Interreligiöser Rundbrief für Bonn und Umgebung Nr. 2020-3
(09.09.2020)

 

„Wenn die Beteiligten bereit sind, voneinander zu lernen, entsteht der Dialog schon durch ihr bloßes Zusammensein.“[1]                                                      Thich Nhat Hanh

 

Liebe Leser*innen,

seit dem letzten Interreligiösen Rundbrief sind fünf oder schon fast sechs Monate vergangen. Es war ein eigenartiger Frühling und Sommer unter Corona-Bedingungen. Ich möchte ein wenig erzählen, wie es mir dabei ergangen ist, wobei ich ein paar Punkte herausgreife, die thematisch zum interreligiösen Rundbrief passen. Auch das Zitat oben von Thich Nhat Hanh passt, denn es fanden einige Dialoge in den letzten Monaten statt, an denen ich teilnehmen durfte. Das Zitat ist indes aus dem Zusammenhang gerissen, denn es ist im Buch selbst eingebettet in Aussagen über die authentische Repräsentation der je eigenen Tradition, was ich jetzt aber mal unthematisiert lasse. Aber ich stelle die Frage, ob man denn zusammen sein kann, wenn man sich nur übers Internet austauscht. Sind Ferndialoge möglich und sinnvoll? Ich fange mal mit meiner hauptberuflichen Arbeit an:


Online-Semester

Für mich fünf arbeitsreiche Monate, da ich ein sogenanntes Online-Semester durchführte. Um Ansteckungen mit Corona oder Covid-19 zu verhindern, wurden, soweit irgend möglich, alle Lehrveranstaltungen über das Internet gehalten. Das ergab für alle Lehrenden große Unsicherheiten und Herausforderungen, denn fast keiner wusste, wie das geht. In meiner Uni, Bielefeld, wurden uns einige Techniken zur Verfügung gestellt, Fortbildungen dazu angeboten, und dann hieß es ausprobieren, experimentieren und schauen, was wie am besten funktioniert. Ich habe es letztlich so gemacht, dass ich meinen Studierenden 1) wie immer die Powerpoint-Präsentationen auf einer ihnen zugänglichen Seite der Uni, dem eKVV (elektronischen Kommentierten Vorlesungsverzeichnis) und darin in einem „Lernraum“ zur Verfügung stellte, b) über das Programm Zoom Online-Unterricht abhielt, also synchronen Unterricht, dem jede*r von zu Hause aus beiwohnte und c) auch noch Lehrvideos anfertigte, damit die Studierenden auch asynchron sich den Unterricht anschauen konnten, wann immer sie wollten. So hoffe ich, alle erreicht zu haben, die erreicht werden wollten.  
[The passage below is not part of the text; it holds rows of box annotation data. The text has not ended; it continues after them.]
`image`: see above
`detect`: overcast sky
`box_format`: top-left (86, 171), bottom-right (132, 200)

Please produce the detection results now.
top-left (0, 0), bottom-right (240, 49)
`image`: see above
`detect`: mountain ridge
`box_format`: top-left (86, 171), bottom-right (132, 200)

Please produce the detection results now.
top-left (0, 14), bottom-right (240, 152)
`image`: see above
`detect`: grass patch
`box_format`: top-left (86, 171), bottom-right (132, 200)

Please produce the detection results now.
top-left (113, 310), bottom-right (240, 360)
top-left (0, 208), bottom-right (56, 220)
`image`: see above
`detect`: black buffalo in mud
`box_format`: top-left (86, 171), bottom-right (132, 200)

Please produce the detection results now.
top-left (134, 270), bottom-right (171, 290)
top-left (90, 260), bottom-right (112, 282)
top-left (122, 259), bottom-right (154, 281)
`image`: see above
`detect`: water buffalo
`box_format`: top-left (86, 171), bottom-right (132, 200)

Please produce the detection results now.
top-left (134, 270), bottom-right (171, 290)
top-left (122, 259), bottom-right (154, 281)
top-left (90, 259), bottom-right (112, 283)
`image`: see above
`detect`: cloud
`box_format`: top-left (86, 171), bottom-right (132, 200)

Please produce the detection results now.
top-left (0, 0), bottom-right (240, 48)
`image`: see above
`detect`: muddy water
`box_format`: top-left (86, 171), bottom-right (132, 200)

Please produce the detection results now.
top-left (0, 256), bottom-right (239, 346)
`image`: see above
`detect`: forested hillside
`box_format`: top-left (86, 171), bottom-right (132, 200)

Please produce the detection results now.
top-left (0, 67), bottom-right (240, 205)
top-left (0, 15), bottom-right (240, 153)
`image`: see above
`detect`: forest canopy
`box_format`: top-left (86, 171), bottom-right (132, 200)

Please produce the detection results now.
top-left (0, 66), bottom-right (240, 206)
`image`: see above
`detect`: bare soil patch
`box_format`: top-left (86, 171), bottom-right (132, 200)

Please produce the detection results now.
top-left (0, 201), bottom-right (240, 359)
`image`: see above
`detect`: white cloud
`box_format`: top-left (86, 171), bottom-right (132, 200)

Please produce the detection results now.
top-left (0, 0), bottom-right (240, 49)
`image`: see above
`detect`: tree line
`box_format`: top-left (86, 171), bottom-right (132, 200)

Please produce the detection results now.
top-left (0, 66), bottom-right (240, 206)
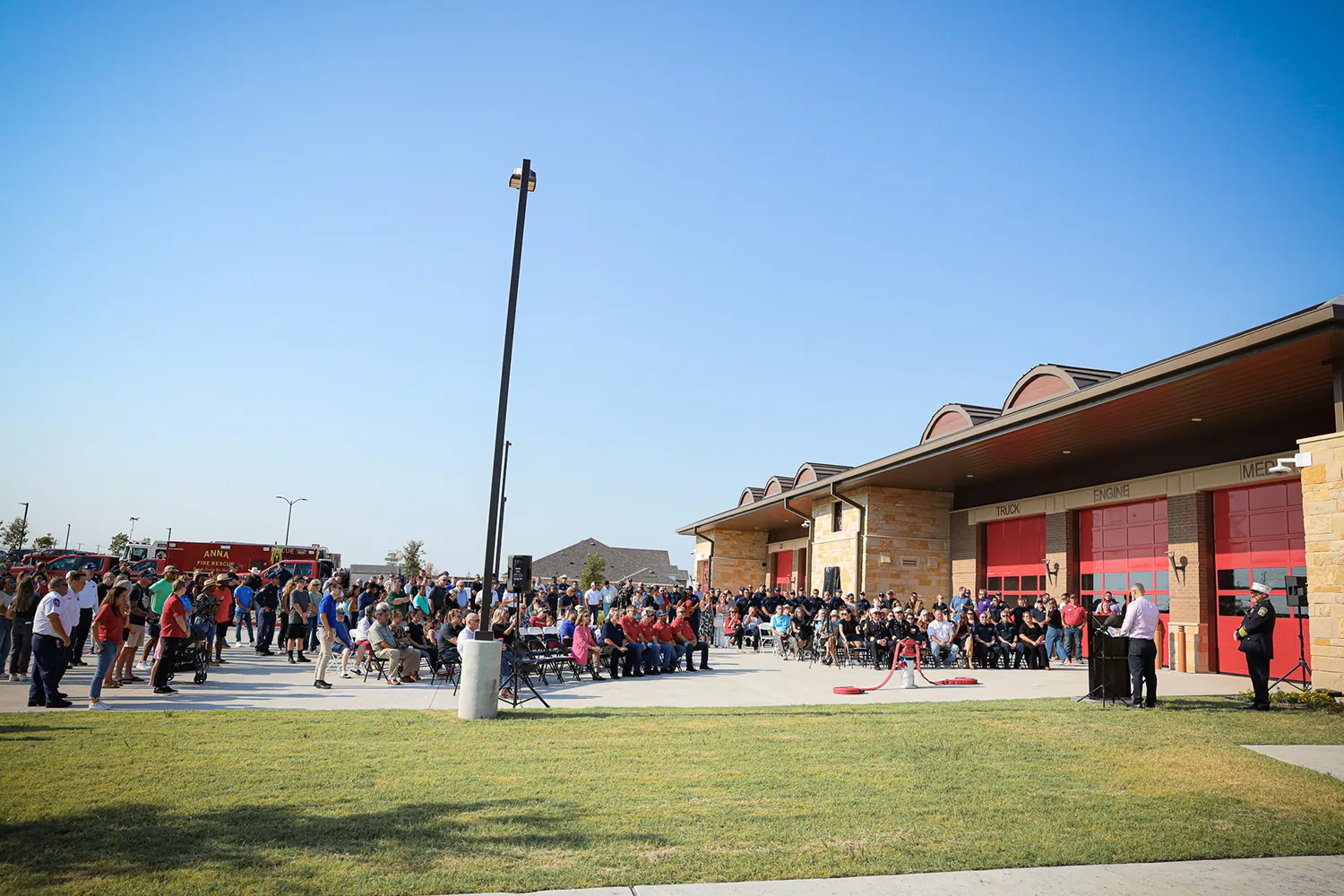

Nicht alle hatten die technische Möglichkeit, den Zoom-Sitzungen beizuwohnen, aber die Videos konnten alle sehen. Manche wollten auch nicht live dabei sein, was in normalen Semestern aber auch der Fall ist. Letztlich gab es dann aber eine Klausur in der Uni, und zwar in einer Sporthalle, wo alle mit ausreichendem Abstand voneinander sitzen konnten. Das war schon ein bisschen stressig. Aber es hat sich niemand dabei infiziert, obwohl der Kreis Gütersloh direkt nebenan liegt. Eine Klausur haben wir auch noch vor uns, denn ich wollte den Run auf die wenigen genügend großen Räume entzerren. Den Studierenden war es recht.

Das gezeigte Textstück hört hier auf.